Showing posts with label prayer. Show all posts
Showing posts with label prayer. Show all posts

Sunday, February 27, 2011

Christchurch, NZ

When my hubby and I went to Christchurch, NZ last year, they had just gone through a pretty big earthquake. We even called Hotel So, where we planned to stay, to make sure that they were still physically okay for when we visit. They said they were fine, but a few roads were still blocked around them. We felt a pretty decent sized earthquake the first day we were there. It wasn't too fun since we were on the 6th floor of our hotel. We ended up having a great time there, despite those few aftershocks we felt.

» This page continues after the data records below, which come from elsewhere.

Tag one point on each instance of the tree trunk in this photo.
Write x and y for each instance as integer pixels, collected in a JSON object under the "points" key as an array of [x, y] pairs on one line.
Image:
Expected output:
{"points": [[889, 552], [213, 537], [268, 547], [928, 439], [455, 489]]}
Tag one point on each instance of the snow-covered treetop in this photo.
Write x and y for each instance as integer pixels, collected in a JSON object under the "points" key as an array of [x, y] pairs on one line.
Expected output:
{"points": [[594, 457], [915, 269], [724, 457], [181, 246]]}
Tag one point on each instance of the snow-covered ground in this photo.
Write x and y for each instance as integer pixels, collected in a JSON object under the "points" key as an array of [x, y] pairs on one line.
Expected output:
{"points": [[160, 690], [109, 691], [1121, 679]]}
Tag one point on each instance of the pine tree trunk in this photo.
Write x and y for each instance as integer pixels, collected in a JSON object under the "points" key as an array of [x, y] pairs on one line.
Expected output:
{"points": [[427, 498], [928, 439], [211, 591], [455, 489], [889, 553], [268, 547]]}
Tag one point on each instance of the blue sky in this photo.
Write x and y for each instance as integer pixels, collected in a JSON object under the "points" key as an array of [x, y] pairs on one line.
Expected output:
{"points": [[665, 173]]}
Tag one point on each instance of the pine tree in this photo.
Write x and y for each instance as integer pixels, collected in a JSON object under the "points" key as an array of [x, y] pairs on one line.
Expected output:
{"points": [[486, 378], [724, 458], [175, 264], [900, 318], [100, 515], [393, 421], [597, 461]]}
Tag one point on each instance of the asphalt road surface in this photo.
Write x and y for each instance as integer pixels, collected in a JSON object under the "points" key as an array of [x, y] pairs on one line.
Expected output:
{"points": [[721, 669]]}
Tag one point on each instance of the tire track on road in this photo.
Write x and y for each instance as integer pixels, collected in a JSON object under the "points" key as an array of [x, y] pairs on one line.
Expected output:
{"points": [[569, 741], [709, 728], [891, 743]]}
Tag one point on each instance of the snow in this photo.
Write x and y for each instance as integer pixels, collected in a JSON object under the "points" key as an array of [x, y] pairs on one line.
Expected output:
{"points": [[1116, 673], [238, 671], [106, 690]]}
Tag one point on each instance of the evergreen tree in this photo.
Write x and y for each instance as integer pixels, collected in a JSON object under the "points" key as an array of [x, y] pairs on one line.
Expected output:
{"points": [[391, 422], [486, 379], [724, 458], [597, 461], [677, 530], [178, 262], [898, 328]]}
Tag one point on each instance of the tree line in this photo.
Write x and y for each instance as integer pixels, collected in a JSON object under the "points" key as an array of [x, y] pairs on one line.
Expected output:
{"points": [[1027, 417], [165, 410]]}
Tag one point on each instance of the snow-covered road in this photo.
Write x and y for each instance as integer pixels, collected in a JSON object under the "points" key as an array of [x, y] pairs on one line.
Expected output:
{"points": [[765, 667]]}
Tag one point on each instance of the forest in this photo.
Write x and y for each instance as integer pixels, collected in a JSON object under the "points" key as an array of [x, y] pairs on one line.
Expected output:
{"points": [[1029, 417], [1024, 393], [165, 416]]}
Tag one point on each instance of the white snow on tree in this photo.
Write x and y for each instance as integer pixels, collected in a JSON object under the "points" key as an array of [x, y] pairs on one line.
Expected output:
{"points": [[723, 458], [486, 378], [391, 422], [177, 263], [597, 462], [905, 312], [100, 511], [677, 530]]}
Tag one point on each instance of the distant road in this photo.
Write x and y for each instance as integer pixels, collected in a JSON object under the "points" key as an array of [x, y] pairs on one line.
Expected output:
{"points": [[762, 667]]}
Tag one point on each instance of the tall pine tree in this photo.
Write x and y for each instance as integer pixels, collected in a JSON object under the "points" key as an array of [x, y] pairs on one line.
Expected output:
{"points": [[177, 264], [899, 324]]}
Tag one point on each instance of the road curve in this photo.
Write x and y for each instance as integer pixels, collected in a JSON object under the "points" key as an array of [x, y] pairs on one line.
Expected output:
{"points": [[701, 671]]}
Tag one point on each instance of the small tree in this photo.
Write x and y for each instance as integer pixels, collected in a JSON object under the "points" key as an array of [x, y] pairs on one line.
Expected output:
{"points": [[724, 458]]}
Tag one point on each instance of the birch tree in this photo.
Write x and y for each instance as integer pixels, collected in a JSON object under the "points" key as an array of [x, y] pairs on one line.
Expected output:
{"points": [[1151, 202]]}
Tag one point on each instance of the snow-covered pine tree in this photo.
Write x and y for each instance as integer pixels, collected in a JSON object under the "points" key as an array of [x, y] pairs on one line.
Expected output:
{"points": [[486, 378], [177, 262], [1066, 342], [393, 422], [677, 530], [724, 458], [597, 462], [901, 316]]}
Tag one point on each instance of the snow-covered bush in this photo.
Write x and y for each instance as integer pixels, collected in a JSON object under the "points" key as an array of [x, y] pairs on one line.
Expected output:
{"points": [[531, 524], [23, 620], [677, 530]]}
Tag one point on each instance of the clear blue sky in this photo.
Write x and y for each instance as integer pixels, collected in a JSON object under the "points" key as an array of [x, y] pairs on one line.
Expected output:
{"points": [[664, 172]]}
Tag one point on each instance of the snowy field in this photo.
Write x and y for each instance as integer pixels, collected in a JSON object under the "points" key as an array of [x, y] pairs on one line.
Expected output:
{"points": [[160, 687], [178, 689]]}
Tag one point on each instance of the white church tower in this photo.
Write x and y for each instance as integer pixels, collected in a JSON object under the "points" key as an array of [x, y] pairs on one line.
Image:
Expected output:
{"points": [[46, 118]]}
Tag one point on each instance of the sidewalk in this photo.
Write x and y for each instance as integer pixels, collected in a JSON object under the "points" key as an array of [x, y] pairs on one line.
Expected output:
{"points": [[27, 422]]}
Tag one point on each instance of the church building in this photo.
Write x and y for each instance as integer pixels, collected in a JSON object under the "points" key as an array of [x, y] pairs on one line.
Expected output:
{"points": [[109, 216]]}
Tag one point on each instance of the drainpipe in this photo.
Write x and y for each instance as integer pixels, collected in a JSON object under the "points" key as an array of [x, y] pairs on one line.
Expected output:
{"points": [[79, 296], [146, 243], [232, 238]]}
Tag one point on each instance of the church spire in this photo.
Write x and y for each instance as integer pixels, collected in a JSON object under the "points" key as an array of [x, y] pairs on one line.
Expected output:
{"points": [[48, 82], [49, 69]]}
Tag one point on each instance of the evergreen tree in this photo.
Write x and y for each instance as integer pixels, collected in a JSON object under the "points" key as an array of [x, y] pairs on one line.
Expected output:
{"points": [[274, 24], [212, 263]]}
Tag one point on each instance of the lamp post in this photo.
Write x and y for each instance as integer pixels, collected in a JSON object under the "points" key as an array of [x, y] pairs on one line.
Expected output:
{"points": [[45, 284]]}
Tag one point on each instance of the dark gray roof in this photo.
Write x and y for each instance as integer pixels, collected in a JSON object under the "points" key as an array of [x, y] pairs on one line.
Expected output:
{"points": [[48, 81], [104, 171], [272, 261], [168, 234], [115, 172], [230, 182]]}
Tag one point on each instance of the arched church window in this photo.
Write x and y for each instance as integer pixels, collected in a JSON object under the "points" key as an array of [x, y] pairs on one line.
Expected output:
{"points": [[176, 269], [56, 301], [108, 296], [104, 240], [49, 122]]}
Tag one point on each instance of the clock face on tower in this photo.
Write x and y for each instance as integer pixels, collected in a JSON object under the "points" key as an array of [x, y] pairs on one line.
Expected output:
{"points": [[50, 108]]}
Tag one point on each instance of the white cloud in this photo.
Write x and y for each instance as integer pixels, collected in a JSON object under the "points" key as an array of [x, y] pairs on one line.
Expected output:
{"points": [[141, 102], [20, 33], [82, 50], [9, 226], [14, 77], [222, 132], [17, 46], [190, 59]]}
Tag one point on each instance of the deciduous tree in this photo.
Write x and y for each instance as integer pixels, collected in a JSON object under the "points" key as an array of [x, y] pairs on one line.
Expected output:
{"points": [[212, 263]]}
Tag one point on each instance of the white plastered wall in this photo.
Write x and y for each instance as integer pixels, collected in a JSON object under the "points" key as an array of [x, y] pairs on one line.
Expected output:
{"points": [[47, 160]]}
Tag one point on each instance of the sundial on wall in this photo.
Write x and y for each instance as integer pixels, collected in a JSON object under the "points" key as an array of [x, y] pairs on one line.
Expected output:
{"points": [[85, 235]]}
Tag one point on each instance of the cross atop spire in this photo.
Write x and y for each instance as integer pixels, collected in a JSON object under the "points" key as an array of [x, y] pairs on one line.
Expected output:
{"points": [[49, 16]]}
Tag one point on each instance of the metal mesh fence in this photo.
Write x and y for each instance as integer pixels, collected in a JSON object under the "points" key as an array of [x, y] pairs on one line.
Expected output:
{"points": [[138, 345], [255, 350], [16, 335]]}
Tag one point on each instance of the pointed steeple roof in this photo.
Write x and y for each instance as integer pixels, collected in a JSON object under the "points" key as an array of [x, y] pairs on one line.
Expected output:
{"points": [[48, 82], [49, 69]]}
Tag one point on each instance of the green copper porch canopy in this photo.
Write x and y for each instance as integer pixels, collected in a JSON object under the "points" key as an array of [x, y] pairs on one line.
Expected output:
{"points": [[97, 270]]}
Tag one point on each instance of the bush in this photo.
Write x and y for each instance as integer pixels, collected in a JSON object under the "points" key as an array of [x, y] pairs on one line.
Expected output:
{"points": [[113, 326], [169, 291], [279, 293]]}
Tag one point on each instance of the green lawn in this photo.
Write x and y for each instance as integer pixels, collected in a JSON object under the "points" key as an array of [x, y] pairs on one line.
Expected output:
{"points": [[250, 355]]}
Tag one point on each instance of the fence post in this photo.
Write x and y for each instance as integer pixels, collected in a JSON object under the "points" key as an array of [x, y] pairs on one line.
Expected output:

About a week ago, they were hit again with a huge earthquake. 6.3. This time there were some fatalities. It made me and my hubby pretty sad. Just praying for those that are there. Hoping for the best and remembering what it was like there.


The Canterbury Museum, which used to be a College campus.

 Awesome artwork that hung in the middle of the museum. It looked different from every angle.

Downtown Christchurch. They had lots of food trucks that would just park in the middle of the center.





Yes they can.

{All photos taken by the Mister & me}

Tuesday, November 16, 2010

Faith

Lately I've been thinking about so many things and my faith has been questioned. I mean, I still pray and talk to God, but I have been questioning what I believe a lot lately. Honestly, its freaked me out a bit too.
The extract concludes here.